The meeting comes at a time when Russian forces have repeatedly bombed civilian targets and attempts at diplomacy have broken down. Hospitals, schools and just last Friday a train station full of fleeing civilians have all been targeted by Russian bombs. The EU estimates around 7 million people have been internally displaced and around 4 million have become refugees in the EU and elsewhere.
“We are going to discuss how we can better support [the]Ukrainian people and also how we can support the International Criminal Court that has just been meeting with the general Prosecutor,” Borrell said. “We’ll provide as much support as we can through our mission [to Ukraine].”

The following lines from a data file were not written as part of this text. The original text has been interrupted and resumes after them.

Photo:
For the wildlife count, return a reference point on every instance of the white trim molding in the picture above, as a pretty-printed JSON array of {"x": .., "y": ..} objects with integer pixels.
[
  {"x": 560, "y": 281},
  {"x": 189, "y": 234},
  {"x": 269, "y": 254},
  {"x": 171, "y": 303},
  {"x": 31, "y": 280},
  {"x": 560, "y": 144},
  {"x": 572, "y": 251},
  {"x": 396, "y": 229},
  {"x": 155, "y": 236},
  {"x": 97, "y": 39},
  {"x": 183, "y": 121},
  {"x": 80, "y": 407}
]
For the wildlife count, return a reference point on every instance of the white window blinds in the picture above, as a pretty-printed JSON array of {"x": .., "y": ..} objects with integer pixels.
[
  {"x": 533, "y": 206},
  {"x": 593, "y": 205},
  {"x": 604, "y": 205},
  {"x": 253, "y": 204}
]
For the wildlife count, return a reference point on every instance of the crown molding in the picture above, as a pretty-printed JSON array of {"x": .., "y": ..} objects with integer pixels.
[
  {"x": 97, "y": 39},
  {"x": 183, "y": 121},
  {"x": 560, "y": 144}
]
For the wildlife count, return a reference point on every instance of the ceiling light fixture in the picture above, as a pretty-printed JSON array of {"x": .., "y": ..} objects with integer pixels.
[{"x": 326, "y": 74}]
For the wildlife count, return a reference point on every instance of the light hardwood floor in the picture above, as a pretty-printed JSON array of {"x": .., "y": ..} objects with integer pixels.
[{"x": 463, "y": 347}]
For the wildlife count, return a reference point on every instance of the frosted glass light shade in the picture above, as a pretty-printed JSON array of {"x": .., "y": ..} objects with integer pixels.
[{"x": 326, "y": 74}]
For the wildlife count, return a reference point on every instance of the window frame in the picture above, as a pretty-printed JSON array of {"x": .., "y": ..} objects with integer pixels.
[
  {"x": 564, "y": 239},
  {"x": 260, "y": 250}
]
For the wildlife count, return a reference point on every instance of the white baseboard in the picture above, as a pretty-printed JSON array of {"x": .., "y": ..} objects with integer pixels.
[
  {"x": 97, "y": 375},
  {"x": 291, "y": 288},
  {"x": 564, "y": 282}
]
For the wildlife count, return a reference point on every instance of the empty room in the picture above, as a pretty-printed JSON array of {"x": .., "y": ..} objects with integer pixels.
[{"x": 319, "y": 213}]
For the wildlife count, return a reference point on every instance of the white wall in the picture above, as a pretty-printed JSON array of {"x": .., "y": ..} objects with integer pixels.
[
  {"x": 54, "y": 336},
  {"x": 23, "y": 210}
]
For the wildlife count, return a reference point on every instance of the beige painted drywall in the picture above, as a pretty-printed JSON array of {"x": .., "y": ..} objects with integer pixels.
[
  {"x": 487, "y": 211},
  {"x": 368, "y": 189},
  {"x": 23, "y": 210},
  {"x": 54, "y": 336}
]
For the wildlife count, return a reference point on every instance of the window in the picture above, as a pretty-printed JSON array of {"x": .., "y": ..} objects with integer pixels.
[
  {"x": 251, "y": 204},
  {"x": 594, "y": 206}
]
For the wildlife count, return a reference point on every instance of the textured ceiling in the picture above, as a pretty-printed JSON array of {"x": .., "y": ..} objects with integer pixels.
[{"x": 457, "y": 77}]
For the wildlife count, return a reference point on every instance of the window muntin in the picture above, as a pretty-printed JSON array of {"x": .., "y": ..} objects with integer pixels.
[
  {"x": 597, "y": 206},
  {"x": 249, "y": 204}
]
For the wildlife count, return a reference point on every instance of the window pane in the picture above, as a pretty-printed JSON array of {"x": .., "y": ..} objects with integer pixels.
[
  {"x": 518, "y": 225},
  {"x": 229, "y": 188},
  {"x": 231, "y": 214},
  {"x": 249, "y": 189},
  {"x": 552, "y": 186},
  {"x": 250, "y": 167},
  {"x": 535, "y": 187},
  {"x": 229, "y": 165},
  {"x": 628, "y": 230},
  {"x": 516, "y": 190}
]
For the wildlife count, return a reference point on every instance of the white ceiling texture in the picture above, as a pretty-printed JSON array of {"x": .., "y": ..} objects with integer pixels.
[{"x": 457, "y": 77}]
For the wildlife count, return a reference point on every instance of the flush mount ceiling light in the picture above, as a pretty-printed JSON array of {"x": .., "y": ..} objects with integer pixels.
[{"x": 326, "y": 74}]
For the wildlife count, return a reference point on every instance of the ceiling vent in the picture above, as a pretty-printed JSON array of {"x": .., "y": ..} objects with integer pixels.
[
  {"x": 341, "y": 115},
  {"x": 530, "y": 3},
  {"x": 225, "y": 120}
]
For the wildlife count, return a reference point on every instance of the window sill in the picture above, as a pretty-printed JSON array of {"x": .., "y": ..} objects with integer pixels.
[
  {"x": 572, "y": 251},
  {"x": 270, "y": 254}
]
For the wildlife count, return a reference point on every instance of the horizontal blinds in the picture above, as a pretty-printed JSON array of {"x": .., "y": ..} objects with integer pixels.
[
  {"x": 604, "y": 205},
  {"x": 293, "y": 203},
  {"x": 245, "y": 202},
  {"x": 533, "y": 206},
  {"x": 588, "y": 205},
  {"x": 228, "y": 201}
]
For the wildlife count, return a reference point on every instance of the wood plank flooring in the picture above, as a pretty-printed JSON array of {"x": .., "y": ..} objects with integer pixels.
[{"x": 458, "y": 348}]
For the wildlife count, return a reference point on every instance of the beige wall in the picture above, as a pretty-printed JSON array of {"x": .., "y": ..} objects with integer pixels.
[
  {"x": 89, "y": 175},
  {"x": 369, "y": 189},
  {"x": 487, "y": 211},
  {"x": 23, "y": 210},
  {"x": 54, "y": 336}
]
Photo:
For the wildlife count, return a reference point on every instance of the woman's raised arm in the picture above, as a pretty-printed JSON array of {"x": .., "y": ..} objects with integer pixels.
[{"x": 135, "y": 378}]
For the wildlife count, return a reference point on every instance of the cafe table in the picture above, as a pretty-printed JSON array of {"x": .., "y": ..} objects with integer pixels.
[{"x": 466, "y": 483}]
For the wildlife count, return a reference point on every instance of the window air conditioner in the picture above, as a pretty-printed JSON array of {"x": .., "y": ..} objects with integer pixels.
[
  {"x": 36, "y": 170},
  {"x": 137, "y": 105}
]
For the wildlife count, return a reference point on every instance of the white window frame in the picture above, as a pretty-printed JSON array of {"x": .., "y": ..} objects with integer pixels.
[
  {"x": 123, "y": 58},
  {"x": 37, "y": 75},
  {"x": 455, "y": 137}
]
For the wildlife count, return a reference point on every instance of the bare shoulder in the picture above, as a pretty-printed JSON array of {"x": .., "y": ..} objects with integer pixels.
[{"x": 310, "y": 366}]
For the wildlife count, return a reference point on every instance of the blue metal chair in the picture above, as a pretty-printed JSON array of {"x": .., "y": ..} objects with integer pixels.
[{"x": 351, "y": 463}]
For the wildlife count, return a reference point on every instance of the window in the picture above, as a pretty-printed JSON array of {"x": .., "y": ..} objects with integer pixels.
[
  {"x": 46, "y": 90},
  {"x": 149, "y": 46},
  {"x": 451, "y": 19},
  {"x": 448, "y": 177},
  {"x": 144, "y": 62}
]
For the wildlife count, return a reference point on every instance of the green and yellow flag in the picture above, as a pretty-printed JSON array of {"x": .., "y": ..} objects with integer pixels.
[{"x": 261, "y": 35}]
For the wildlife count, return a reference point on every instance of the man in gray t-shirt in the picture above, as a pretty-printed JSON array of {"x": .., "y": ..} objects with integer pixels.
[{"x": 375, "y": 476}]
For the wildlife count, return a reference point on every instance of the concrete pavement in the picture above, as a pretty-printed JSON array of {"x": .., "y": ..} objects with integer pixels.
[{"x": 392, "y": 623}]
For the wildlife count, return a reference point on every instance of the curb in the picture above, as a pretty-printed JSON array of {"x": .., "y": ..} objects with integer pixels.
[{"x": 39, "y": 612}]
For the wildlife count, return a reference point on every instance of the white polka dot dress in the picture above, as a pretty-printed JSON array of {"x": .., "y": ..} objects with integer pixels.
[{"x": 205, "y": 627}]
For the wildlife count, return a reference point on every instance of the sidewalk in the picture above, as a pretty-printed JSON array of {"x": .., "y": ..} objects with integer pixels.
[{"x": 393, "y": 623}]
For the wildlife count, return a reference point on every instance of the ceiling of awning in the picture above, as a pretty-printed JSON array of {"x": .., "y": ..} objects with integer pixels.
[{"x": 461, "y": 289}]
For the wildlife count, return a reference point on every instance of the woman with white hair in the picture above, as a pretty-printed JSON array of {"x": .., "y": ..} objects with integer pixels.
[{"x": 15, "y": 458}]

The new sanctions include a coal ban, a fuel export ban, transport sanctions and other financial measures designed to make it harder for wealthy Russians to store assets in the EU. The European Commission predicts that the coal ban will affect around a quarter of Russian coal exports and that cutting off Russian banks from the European single market will shut down around 23% of Russia’s economy, further crippling it.
“Discussing Ukraine certainly means discussing the effectiveness of our sanctions,” Borrell said. “The sanctions have already been decided and ministers will discuss the next steps.”
However ministers also discussed the implementation of the Global Gateway, a Commission initiative designed to improve global connectivity through European investment. The initiative makes up to €300 million available by 2027 to work with other countries on research, health, education, transportation and other critical global infrastructure. Today ministers discussed the role the Global Gateway could play in assisting Ukrainian recovery post-war.
“We are going to have to face the consequences of the war,” Borrell said. “Not the sanctions, the war.”
Other important topics include the conflict in Mali, Libyan institutions, the Western Balkans and the Swedish foreign minister’s recent trip to Yemen.